APELADO: MISLANE KOVALSKI OLLMANN (AUTOR)

RELATÓRIO

Trata-se de ação ajuizada por Mislane Kovalski Ollmann em face do INSS, objetivando a anulação da decisão administrativa do INSS que determinou a restituição de valores recebidos a título de benefício assistencial à pessoa com deficiência, considerados indevidos nos períodos de 08/2005 a 12/2006 e 80/2007 a 11/2017, conforme processo administrativo (evento 8, RESPOSTA1).

Citado, o INSS contestou (evento 10, CONTES1), alegando que a parte autora recebeu parcelas de amparo assistencial ao deficiente (NB 87/137.436.802-1), posteriormente cessado em virtude da constatação de aumento da renda familiar, acarretando a percepção indevida do LOAS, e o dever de restituição do débito.

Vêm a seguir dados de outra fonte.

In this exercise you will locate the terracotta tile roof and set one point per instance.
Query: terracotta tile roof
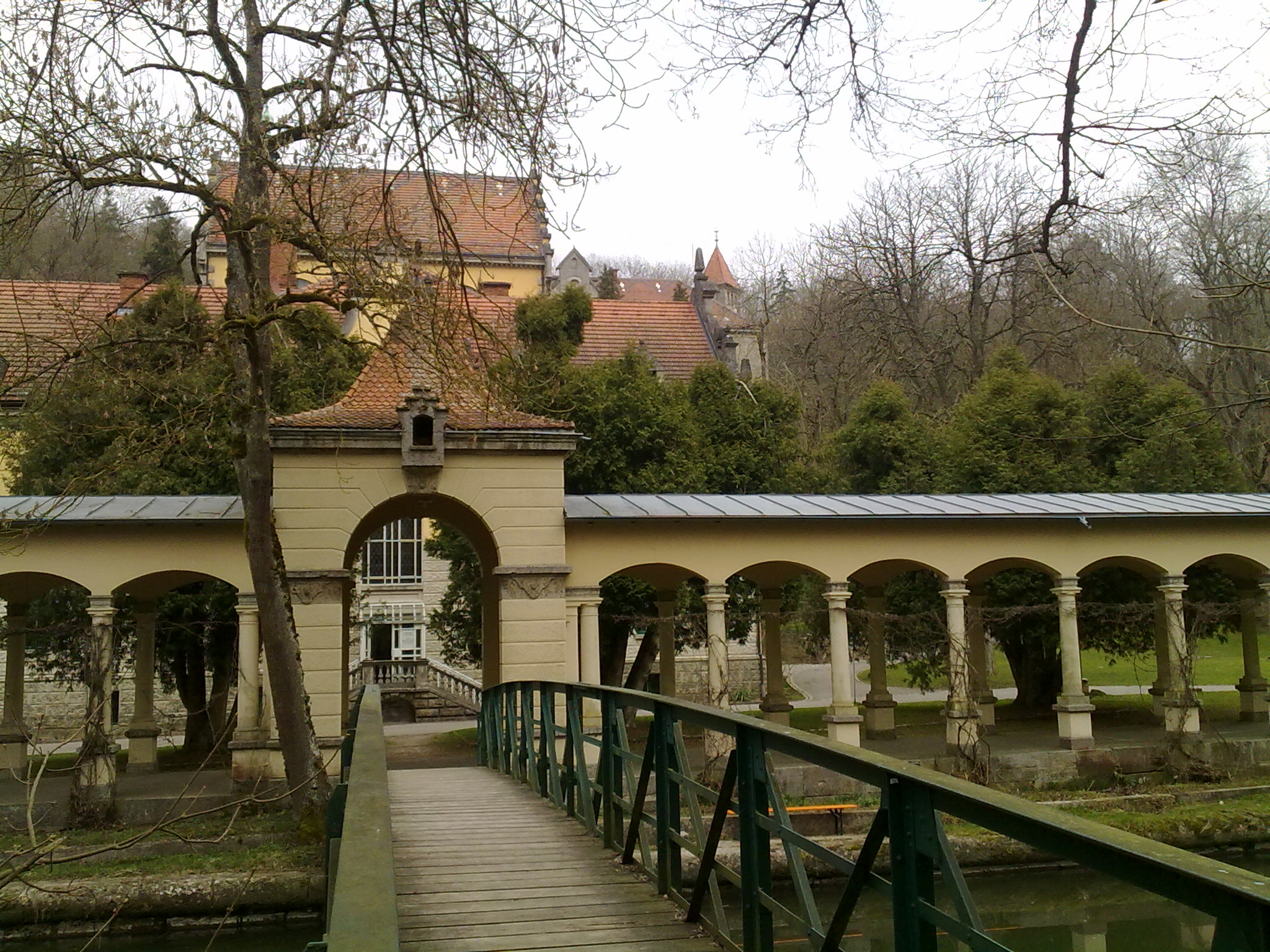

Processado o feito, sobreveio sentença, publicada em em 11/11/2019, por meio da qual o Juízo a quo julgou o pedido nos seguintes termos (evento 15, SENT1):

Em assim sendo, declaro prescritas as parcelas anteriores a 10/04/2014, extinguindo o feito com resolução do mérito nos termos do art. 487, II, do Código de Processo Civil e JULGO PROCEDENTE o pedido deduzido na inicial, com resolução do mérito nos termos do artigo 487, inciso I, do Código de Processo Civil, para declarar inegixível em face da parte autora o valor apurado pelo réu no procedimento de revisão do cálculo do benefício (NB 87/137.436.802-1).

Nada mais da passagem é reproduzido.